Do “Ultraconserved Words” Reveal Linguistic Macro-Families?

Oct 4, 2014 by

[This post was originally published in May 2013]

Today’s post takes on a recently published article by Mark Pagel, Quentin Atkinson, Andreea Calude, and Andrew Meade entitled “Ultraconserved words point to deep language ancestry across Eurasia”, published in PNAS. 


Linguistic Critique

Can words remain recognizable across more than a dozen millennia, their meanings understandable by people speaking languages in diverse linguistic families? Mark Pagel, Quentin Atkinson and their co‑authors answer in the affirmative. Journalists and bloggers, moreover, have tended to interpret their study as indicating little change in the core vocabulary of a massive assemblage of languages, those found in the supposed “Eurasiatic super-family” tying together Indo-European, Uralic, Altaic, Kartvelian (Georgian), Inuit-Upik (Eskimo) and Chukchee-Kamchatkan.* Mark Frauenfelder at reported that “a research team led by Mark Pagel at the University of Reading in England has identified 23 ‘ultraconserved words’ that have remained largely unchanged for 15,000 years”. Tia Ghose, LiveScience Staff Writer echoed with “The researchers could predict what 23 words, including “I,” “ye,” “mother,” “male,” “fire,” “hand” and “to hear” might sound like in an ancestral language dating to 15,000 years ago”. Even venerated publications could not avoid sensationalism. In the Washington Post, David Brown, claims that the following passage consists largely of such “ultraconserved words: “You, hear me! Give this fire to that old man. Pull the black worm off the bark and give it to the mother. And no spitting in the ashes!”. Brown further contends that:

“… if you went back 15,000 years and spoke these words to hunter-gatherers in Asia in any one of hundreds of modern languages, there is a chance they would understand at least some of what you were saying.”
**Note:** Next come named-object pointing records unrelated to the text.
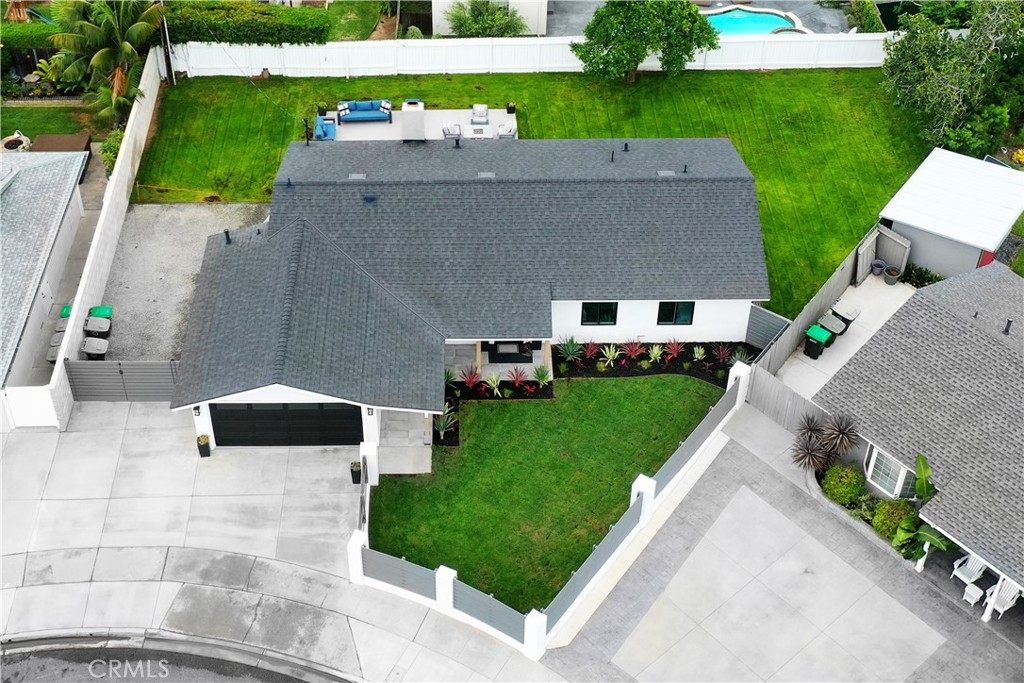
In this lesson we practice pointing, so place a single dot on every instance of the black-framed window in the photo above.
(600, 312)
(675, 312)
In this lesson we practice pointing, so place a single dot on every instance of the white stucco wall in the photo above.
(34, 336)
(944, 256)
(713, 321)
(534, 12)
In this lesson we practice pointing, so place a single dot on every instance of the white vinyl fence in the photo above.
(508, 55)
(54, 410)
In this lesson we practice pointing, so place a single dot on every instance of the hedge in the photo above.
(865, 15)
(247, 23)
(29, 36)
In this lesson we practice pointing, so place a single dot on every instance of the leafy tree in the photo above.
(100, 40)
(482, 18)
(624, 33)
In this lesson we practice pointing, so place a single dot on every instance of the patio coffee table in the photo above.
(477, 132)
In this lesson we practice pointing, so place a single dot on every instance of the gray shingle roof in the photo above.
(482, 258)
(37, 188)
(284, 308)
(938, 381)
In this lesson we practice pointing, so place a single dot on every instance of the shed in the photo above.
(956, 211)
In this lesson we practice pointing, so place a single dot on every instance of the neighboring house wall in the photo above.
(534, 12)
(713, 321)
(33, 337)
(944, 256)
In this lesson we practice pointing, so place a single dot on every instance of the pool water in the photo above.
(742, 23)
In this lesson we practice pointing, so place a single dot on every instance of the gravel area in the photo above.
(156, 269)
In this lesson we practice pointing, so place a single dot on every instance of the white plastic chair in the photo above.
(968, 568)
(1005, 599)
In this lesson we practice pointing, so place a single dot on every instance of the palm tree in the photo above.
(100, 40)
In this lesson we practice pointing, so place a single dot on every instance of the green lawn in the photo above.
(35, 121)
(536, 483)
(826, 147)
(353, 19)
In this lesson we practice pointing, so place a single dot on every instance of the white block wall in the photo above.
(713, 321)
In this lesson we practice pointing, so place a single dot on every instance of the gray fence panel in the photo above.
(399, 572)
(763, 327)
(602, 551)
(791, 340)
(777, 401)
(892, 248)
(696, 438)
(122, 380)
(494, 612)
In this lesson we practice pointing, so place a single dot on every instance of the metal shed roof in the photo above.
(960, 198)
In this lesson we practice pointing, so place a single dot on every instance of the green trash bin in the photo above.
(101, 311)
(817, 337)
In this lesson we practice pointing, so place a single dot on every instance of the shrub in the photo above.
(110, 148)
(889, 514)
(864, 14)
(916, 275)
(843, 484)
(482, 18)
(246, 23)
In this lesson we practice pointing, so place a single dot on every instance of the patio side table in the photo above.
(972, 594)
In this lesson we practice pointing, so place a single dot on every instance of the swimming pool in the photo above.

Sorry, but there is no such chance. If you go back a mere two thousand years in any preserved language, changes have been enormous. If you go back 15,000 years, all comprehension would vanish. Within any one “Eurasiatic” family, which diversified much more recently, speakers of languages in one branch are seldom able understand anything in Brown’s passage if expressed in a language of a different branch.

Consider, for example, a direct translation from Russian:

Vy, uslyshte menja! Dajte etot ogon’ tomu staromu muzhu. Potjanite chjornogo chervja s kory i dajte jego materi. I ne plevat’ v pepel!

Yet the authors claim that such ultraconserved words are found across all of the branches of the hypothesized “Eurasiatic” family. It goes without saying that the mutual comprehension of this passage would be nil between speakers of Georgian, Chukchi, Sakha, Tamil, and Udmurt, to name just a few languages in this hypothetical family.

Brown’s article in The Washington Post continues:

“That’s because all of the nouns, verbs, adjectives and adverbs in the four sentences are words that have descended largely unchanged from a language that died out as the glaciers retreated at the end of the last Ice Age. Those few words mean the same thing, and sound almost the same, as they did then.”

Just how wrong this claim is can be seen from the example of just one of the 23 “ultraconserved words”: man. First consider its history merely within English over the past millennium and a half. Today, it is pronounced /mæn/ and means one of two things: either ‘an adult male person’ or ‘a person of either gender’. The latter meaning, however, is considered sexist by many, and is thus falling out of use. Words such as chairman, fisherman, and policeman are thus being replaced by such gender-neutral forms as chairperson, fisher, and police officer, just as  mankind is yielding to humankind. But as the gender-neutral meaning of man is still evident in manslaughter and in the phrase no man’s land. As it turns out, the meaning of ‘an adult male’ is relatively new. In Old English (roughly, prior to the Norman invasion of 1066), this word—pronounced then with a vowel articulated further back in the mouth—did not mean a ‘male person’ but had only the gender-neutral sense of ‘a human being, person (male or female)’. The word acquired the sense of ‘adult male’ in Middle English. Prior to that time, an adult male was a wer, as distinguished from a wif, which then meant ‘woman (of any marital status)’, as it still does in idiomatic expressions like old wives’ tale and in the compound midwife, originally meaning ‘with woman (during labor)’. The word wer began to disappear in the late 13the century and was eventually replaced by man, which retained its old, more general meaning as it acquired the new, gender-specific one. (The term wer did survive, however, in such terms as “werewolf,” which make one wonder whether a female lycanthrope should be referred to as “wifwolf”.) Note also that the Old English man had additional meanings besides ‘person’, including ‘servant, vassal’, as in all the king’s horses and all the king’s men (we retain this meaning to this day). Thus, clearly the meanings of even “ultraconserved words” show considerable change over much shorter periods than 15,000 years.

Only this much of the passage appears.